Generazione di fenomeni

“Generazione di fenomeni”: un documentario da raccontare

Puoi dire che un documentario è bello quando, dopo averlo visto, ti viene voglia di raccontarlo. Per carità, questo si può affermare tranquillamente di qualunque film e, azzarderei, dell’arte in genere.

Ma per il documentario è diverso, il documentario è un racconto di qualcosa di realmente avvenuto, che lo spettatore fa suo e decide di condividere. Con il documentario non c’è il rischio di spoiler, non c’è la possibilità di sviscerare troppo la trama.

Per me è andata così, dopo aver visto “Generazione di fenomeni” – di Paolo Borraccetti, disponibile su RaiPlay – ho cominciato subito a parlarne in giro. I contenuti credo li conosciate tutti, non c’è bisogno di perderci troppo tempo: in una decina d’anni, tra il 1988 e il 1998, la nazionale italiana di pallavolo raggiunse un tale numero di successi da meritarsi il titolo di squadra più forte del secolo. Non poco, soprattutto se si considera che prima di allora potevamo contare solo su un terzo posto agli europei nel 1948 e una finale mondiale nel 1978: eravamo insomma una squadra periferica ben lontana dai circoli dei più forti.

Fino a quel magnifico decennio, fino a quella generazione di fenomeni che, guidata da carismatico Julio Velasco, vinse tutto quello che c’era da vincere. A parte la medaglia d’oro alle olimpiadi, fuggita di un niente nel 1996.

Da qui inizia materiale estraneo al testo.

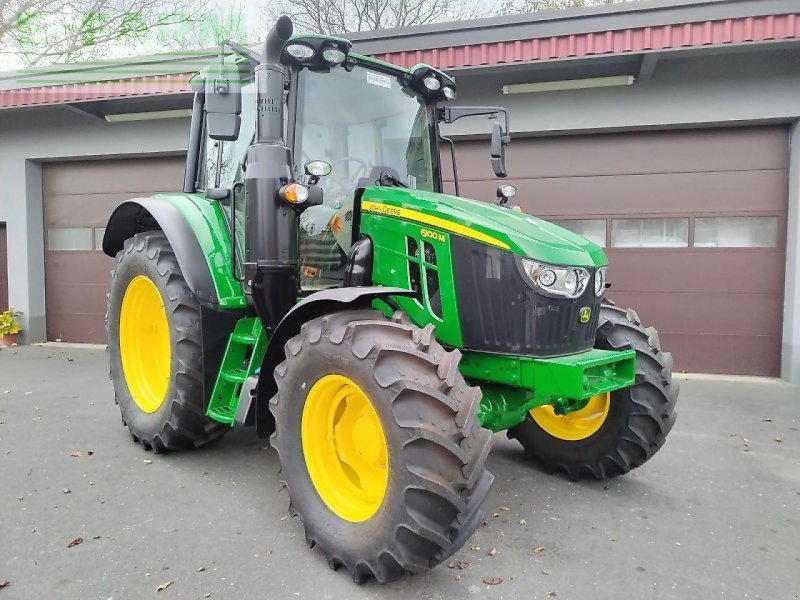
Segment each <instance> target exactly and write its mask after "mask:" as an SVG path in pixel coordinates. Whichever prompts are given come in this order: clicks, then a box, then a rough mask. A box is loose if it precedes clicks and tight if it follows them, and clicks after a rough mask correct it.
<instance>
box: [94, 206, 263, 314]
mask: <svg viewBox="0 0 800 600" xmlns="http://www.w3.org/2000/svg"><path fill="white" fill-rule="evenodd" d="M153 229H160V230H161V231H163V232H164V235H166V236H167V240H169V243H170V245H171V246H172V249H173V251H174V252H175V258H176V259H177V261H178V265H179V266H180V268H181V272H182V273H183V276H184V278H185V279H186V283H187V285H188V286H189V287H190V288H191V290H192V291H193V292H194V293H195V295H196V296H197V298H198V299H199V300H200V301H201V302H203V303H205V304H210V305H213V306H214V307H219V308H224V309H238V308H244V307H246V306H247V298H246V297H245V295H244V293H243V292H242V286H241V284H240V283H239V282H238V281H236V279H235V278H234V277H233V275H232V273H231V267H230V265H231V244H230V235H229V234H228V229H227V223H226V220H225V217H224V215H223V214H222V210H221V208H220V206H219V204H218V203H217V202H214V201H211V200H208V199H207V198H205V197H203V196H200V195H197V194H159V195H157V196H153V197H151V198H133V199H131V200H128V201H126V202H123V203H122V204H120V205H119V206H118V207H117V208H116V209H115V210H114V212H113V213H112V215H111V218H110V219H109V221H108V225H107V226H106V232H105V236H104V237H103V252H105V253H106V254H107V255H108V256H111V257H114V256H116V254H117V252H119V251H120V250H122V246H123V244H124V243H125V240H127V239H128V238H130V237H132V236H133V235H135V234H136V233H139V232H141V231H149V230H153Z"/></svg>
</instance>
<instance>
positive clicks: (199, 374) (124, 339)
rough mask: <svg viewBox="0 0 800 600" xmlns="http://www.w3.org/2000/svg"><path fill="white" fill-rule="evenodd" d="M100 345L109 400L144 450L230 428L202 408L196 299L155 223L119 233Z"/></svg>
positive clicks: (217, 433) (200, 338) (198, 439)
mask: <svg viewBox="0 0 800 600" xmlns="http://www.w3.org/2000/svg"><path fill="white" fill-rule="evenodd" d="M106 328H107V330H108V351H109V359H110V367H111V370H110V376H111V382H112V383H113V385H114V392H115V400H116V402H117V404H118V405H119V408H120V411H121V413H122V423H123V425H127V427H128V429H129V430H130V433H131V437H132V438H133V440H134V441H135V442H139V443H141V444H142V446H143V447H144V448H145V450H153V451H154V452H166V451H171V450H188V449H190V448H196V447H199V446H203V445H205V444H207V443H209V442H211V441H214V440H216V439H219V438H220V437H222V436H223V435H224V434H225V432H226V431H227V430H228V429H230V428H229V427H226V426H225V425H222V424H220V423H217V422H215V421H212V420H211V419H209V418H208V417H206V416H205V410H204V407H203V355H202V346H201V339H202V336H201V321H200V305H199V303H198V302H197V299H196V298H195V296H194V294H192V291H191V290H190V289H189V287H188V286H187V285H186V280H185V279H184V278H183V274H182V273H181V270H180V267H179V266H178V261H177V260H176V258H175V254H174V252H173V251H172V247H171V246H170V243H169V241H168V240H167V238H166V236H165V235H164V234H163V233H162V232H161V231H146V232H143V233H137V234H136V235H135V236H134V237H132V238H130V239H128V240H126V241H125V244H124V246H123V249H122V250H120V251H119V253H118V254H117V257H116V265H115V267H114V270H113V271H112V272H111V291H110V293H109V295H108V313H107V317H106Z"/></svg>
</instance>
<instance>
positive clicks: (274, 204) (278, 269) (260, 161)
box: [244, 16, 299, 331]
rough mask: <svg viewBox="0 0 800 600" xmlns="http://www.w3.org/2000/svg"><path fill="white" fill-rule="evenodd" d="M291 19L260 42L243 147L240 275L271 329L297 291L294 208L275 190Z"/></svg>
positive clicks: (264, 323) (283, 153)
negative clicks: (250, 102)
mask: <svg viewBox="0 0 800 600" xmlns="http://www.w3.org/2000/svg"><path fill="white" fill-rule="evenodd" d="M292 30H293V26H292V20H291V19H290V18H289V17H287V16H282V17H281V18H280V19H278V21H277V22H276V23H275V25H274V26H273V27H272V29H270V32H269V34H268V35H267V39H266V41H265V42H264V55H263V62H262V63H261V64H260V65H258V66H257V67H256V68H255V76H256V88H257V90H258V100H257V111H256V119H257V120H256V137H255V143H254V144H253V145H252V146H250V148H249V149H248V151H247V173H246V175H245V180H244V183H245V193H246V203H247V208H246V211H247V219H246V225H245V231H246V244H245V245H246V256H245V277H246V280H247V281H248V282H249V283H250V288H251V295H252V298H253V303H254V304H255V306H256V310H257V311H258V314H259V316H260V317H261V320H262V322H263V323H264V325H265V327H266V328H267V329H268V330H270V331H271V330H273V329H274V328H275V326H276V325H277V324H278V323H279V322H280V320H281V319H282V318H283V317H284V315H285V314H286V313H287V312H288V311H289V309H290V308H291V307H292V306H293V305H294V302H295V297H296V292H297V272H298V268H299V267H298V254H297V213H296V212H295V211H294V209H292V208H291V207H289V206H287V205H286V204H285V203H283V202H282V201H281V199H280V198H279V196H278V190H280V188H281V186H283V185H285V184H287V183H290V182H292V181H293V180H294V175H293V173H292V168H291V164H292V156H291V151H290V150H289V148H287V147H286V141H285V138H284V133H283V123H284V119H283V111H284V102H283V99H284V88H285V84H286V81H287V75H288V70H287V69H286V67H285V66H283V65H281V64H280V55H281V51H282V50H283V46H284V44H285V43H286V42H287V41H288V40H289V38H290V37H291V35H292Z"/></svg>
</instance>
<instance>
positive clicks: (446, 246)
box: [361, 213, 462, 348]
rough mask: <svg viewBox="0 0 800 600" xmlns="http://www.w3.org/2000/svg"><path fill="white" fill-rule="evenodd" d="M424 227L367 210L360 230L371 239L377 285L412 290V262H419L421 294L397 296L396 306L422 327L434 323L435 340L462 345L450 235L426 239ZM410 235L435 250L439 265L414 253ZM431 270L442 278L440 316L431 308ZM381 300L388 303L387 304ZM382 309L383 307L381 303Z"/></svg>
mask: <svg viewBox="0 0 800 600" xmlns="http://www.w3.org/2000/svg"><path fill="white" fill-rule="evenodd" d="M422 229H423V228H422V227H420V225H419V224H418V223H413V222H410V221H403V220H400V219H395V218H393V217H386V216H380V215H372V214H367V213H364V214H363V215H362V217H361V232H362V233H365V234H367V235H369V236H370V238H372V250H373V261H372V281H373V284H374V285H383V286H387V287H389V286H395V287H401V288H405V289H411V287H412V285H411V280H410V272H409V263H410V262H413V263H416V264H417V265H418V268H419V272H420V285H421V290H420V292H421V293H420V294H419V295H418V297H416V298H396V299H395V300H396V302H397V305H398V306H399V307H400V309H401V310H403V311H404V312H406V313H408V315H409V317H411V320H412V321H413V322H414V323H415V324H417V325H419V326H420V327H424V326H425V325H427V324H429V323H431V324H433V325H435V326H436V339H438V340H439V342H440V343H442V344H445V345H447V346H453V347H455V348H460V347H461V345H462V342H461V323H460V321H459V318H458V305H457V302H456V291H455V285H454V282H453V265H452V256H451V254H450V243H449V234H443V239H442V238H435V237H425V238H423V237H422V235H421V231H422ZM407 237H410V238H412V239H414V241H415V242H416V244H417V248H418V249H420V250H421V249H422V248H423V241H424V242H426V243H429V244H430V245H431V246H432V247H433V249H434V251H435V252H436V265H433V264H431V263H428V262H426V261H425V260H424V254H423V253H422V252H421V251H420V252H418V253H417V256H411V255H410V254H409V250H408V245H407ZM428 273H430V274H431V277H437V278H438V281H439V294H440V298H441V315H437V314H436V313H435V312H434V311H433V310H432V309H431V305H430V298H431V295H432V294H431V293H430V290H429V289H428V281H429V277H428V276H427V275H428ZM378 302H379V303H380V304H384V305H385V303H381V302H380V301H378ZM379 308H382V307H380V306H379ZM388 314H391V312H389V313H388Z"/></svg>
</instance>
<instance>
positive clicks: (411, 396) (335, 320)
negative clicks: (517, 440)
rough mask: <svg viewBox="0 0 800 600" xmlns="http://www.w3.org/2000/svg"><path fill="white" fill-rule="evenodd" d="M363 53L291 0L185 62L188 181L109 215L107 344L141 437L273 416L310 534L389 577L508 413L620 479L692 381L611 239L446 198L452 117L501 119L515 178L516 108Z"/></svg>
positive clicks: (465, 530) (534, 442) (539, 455)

Il film racconta quegli anni attraverso il racconto dei protagonisti e con le immagini di repertorio dell’archivio Rai. Lo stile è asciutto, pulito, a metà strada tra il libro di storia e l’articolo giornalistico, dando così risalto ai contenuti più che alla messa in scena. E di contenuti ce ne sono tanti, basta fare una ricerca su Google per rendersi conto di quanti aneddoti e leggende ruotano intorno a quei campioni, dalla veloce di Lucchetta nella semifinale contro il Brasile del 1990 alla maschera di Bovolenta dopo aver rimediato una gomitata in allentamento.

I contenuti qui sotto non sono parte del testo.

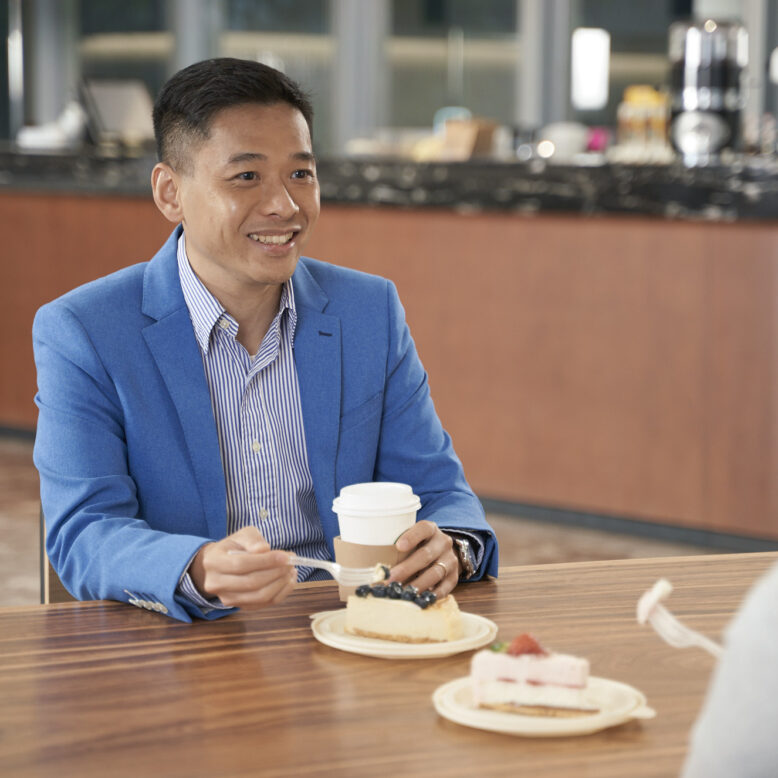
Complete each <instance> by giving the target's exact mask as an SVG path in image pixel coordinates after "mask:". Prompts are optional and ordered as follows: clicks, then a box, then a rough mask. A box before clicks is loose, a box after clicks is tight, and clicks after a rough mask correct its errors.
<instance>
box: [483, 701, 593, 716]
mask: <svg viewBox="0 0 778 778" xmlns="http://www.w3.org/2000/svg"><path fill="white" fill-rule="evenodd" d="M478 707H479V708H488V709H489V710H499V711H502V712H503V713H519V714H522V715H524V716H545V717H546V718H553V719H574V718H578V717H579V716H591V715H592V714H593V713H598V712H599V711H597V710H595V709H589V710H584V709H583V708H552V707H550V706H548V705H517V704H516V705H515V704H513V703H508V702H503V703H494V704H490V703H485V702H482V703H481V704H480V705H479V706H478Z"/></svg>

Il lavoro degli autori è stato quello di selezionare e organizzare le vicende nella consapevolezza che, con ogni probabilità, la maggior parte degli spettatori di questo film hanno già visto quelle immagini e conosciuto quei momenti. Il risultato è ottimo, perché non si scivola mai in quella retorica patriottarda che purtroppo ammanta certi prodotti analoghi: quello che ci viene presentato è un gruppo di uomini sicuramente di talento, ma non dei supereroi.

Tanto è vero che forse il momento più toccante riguarda proprio la sconfitta contro l’Olanda nella finale per la medaglia d’oro nelle olimpiadi del 1996, e devo essere sincero, nel rivedere quelle immagini una parte di me ha ancora sperato che quella difficile schiacciata di Giani finisse dentro. E invece.

Consiglio questo documentario a chi in quegli anni c’era, a chi è venuto dopo e ha scoperto la pallavolo con i successi degli anni successivi (siamo ancora i campioni del mondo in carica dopo il titolo del 2022, non dimentichiamolo), a chi ama i racconti sportivi, a chi crede che il documentario non sia un genere minore. Arriverete ad appassionarvi, a ridere e, in un paio di circostanze, anche a commuovervi.

Ma adesso basta perché è vero che sappiamo tutti com’è andata a finire ma il film dovete guardarlo voi.